Stages of Concept Design and Development
The Watson IoT Platform team is using an agile way of working to design, develop and deliver new capabilities for the IoT Platform service in Bluemix. Such new major capabilities are identified as market or customer need, specified as requirements using Rational Doors NG, and managed as a ranked backlog. The team is delivering the backlog using an agile 3-week sprint heartbeat.
The sprint objectives and the outcome is varying depending on the phase in the design – develop – deliver lifecycle for a new capability. The initial phase defines the concepts and scope of the design. Later phases harden the UX design and deliver front-end and back-end implementations of the design.
A key success factor is the teaming across the disciplines across offering management, design, and development. And the right-sizing and right-staffing of the sprint teams. The concern and issues addressed by this practice is to ensure that the teams are engaged, right-staffed, and committed to the delivery. It avoided a situation where design is executed in a planning vacuum with major trash and rework as the development teams get engaged.
Let’s start and explore the expectations, inputs, and outcomes of each sprint type and the team personas participating. The phases, roles, dependencies, and outcomes in figure 1 below are discussed.
Concept and Plan
The first stage is a Concept and Plan sprint focusing on the product definition. A sprint team is formed by the design lead(s), Architect(s,) and Offering Manager(s).

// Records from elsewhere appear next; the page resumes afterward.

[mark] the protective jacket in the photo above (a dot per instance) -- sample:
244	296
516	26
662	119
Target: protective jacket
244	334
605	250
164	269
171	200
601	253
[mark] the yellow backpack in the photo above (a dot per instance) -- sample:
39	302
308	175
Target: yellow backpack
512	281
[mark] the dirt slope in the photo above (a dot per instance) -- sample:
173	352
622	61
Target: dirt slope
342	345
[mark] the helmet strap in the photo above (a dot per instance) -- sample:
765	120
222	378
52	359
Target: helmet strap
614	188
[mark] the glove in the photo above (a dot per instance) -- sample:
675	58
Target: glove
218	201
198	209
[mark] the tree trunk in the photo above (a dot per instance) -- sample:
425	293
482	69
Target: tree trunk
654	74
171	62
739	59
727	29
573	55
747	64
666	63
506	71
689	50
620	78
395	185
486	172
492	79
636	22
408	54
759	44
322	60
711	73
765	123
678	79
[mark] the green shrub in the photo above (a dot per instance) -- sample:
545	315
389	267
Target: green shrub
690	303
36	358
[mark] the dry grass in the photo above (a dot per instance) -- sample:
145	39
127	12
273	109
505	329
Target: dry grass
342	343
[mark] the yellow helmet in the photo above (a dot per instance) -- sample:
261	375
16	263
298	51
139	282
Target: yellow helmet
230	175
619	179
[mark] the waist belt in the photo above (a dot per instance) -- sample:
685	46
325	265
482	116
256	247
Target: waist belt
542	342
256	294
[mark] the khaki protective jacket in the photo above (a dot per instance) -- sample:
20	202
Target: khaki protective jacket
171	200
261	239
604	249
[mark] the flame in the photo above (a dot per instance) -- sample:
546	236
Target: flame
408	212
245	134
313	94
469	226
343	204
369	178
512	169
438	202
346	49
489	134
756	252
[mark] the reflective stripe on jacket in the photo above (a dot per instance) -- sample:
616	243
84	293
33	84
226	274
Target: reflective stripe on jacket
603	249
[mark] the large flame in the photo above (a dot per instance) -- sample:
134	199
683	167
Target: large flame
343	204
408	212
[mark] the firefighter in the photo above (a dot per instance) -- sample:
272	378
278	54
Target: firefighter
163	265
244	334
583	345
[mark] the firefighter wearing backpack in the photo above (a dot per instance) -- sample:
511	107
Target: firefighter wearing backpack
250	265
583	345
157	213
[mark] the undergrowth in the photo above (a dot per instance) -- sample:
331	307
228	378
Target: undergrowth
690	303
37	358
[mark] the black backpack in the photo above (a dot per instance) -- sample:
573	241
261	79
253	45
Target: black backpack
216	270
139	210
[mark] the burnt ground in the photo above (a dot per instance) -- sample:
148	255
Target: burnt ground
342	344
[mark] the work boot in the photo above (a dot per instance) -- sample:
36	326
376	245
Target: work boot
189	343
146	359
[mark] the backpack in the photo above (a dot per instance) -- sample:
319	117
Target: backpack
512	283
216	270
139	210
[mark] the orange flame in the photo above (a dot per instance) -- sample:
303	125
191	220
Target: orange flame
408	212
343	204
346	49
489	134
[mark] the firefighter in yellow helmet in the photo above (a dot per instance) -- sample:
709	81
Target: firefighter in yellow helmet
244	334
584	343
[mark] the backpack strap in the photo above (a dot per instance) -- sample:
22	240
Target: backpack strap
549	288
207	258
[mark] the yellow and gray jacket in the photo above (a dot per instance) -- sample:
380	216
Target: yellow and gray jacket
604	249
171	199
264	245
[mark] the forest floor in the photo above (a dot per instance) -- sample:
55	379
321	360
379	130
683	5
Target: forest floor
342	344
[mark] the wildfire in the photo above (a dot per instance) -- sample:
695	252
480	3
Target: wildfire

The concept and plan sprint requires strong offering management and design lead participation. To ground the concept in the existing solution architecture there is a requirement of lead architect participation. A core team is formed that is responsible for defining and delivering the concept and the delivery sprint plan. The playback of the outcome is a driver and a forcing function by schedule to get early agreement on the concept scope and objective. The core team stays as a governance body for the later phases to manage and approve changes to the concept and plan.
For this concept and plan stage the inputs are:
- High-level market and product requirements on the new capability
- Design Thinking user research artifacts, e.g. stakeholders, and stakeholder needs
- Existing Hills where the new capability may be a new sub-hill
The outcome of this concept and plan stage is:
- An approved set of requirements capturing the Minimal Viable Product, MVP.
- Hills defines the user value through statements of Who, What, and WOW.
- The Epics that will deliver the hills. The hill is complete when the epics are delivered.
- The Stories that deliver the Epics. A story is delivered in one sprint.
- An end-to-end high-level scenario that can be played back as a statement of the hills
UX and APIs
The second stage is focusing on exploring the User Experience and the APIs for the new capability. The objective is to harden the MVP by validating the concept in the context of the IoT Platform.
For this stage, a sprint team is formed with UX Designer(s) and Architect(s). UX playbacks are demonstrating the capability experience. Any updates and additions required to the solution architecture are identified. The stories in the plan and broken down into actionable tasks.
The outcome of this state is:
- Validation that requirements can be met
- Elaboration of the Stories and breakdown into actionable RTC work items or GitHub issues.
- UX designs (LoFi) for the scenarios
UX, Front-End, and Back-End development
The following stages are focused on delivering one or more stories in each sprint. UX design is leading and handed off to front-end and back-end development. The sprint teams are formed with UX and Visual designer(s), Front-End and Back-End developer(s).
The outcome of this sprint is:
- Completed work items or issues
- Completed UX designs (HiFi)
- Playbacks of UX designs or running code
Summary and Conclusions
The Watson IoT Platform team is using an agile way of working to design, develop and deliver new capabilities for the IoT Platform service in Bluemix. The benefits are:
- Embedding design thinking practices into the agile development process
- Cross-discipline teaming
- Right-timing, Right-sizing, and Right-staffing the agile sprint teams
- Early delivery and hardening of design concepts
The workflow has been successfully established and used for the design of new Watson IoT Platform capabilities, like design and delivery of Risk and Security Management and Information Management.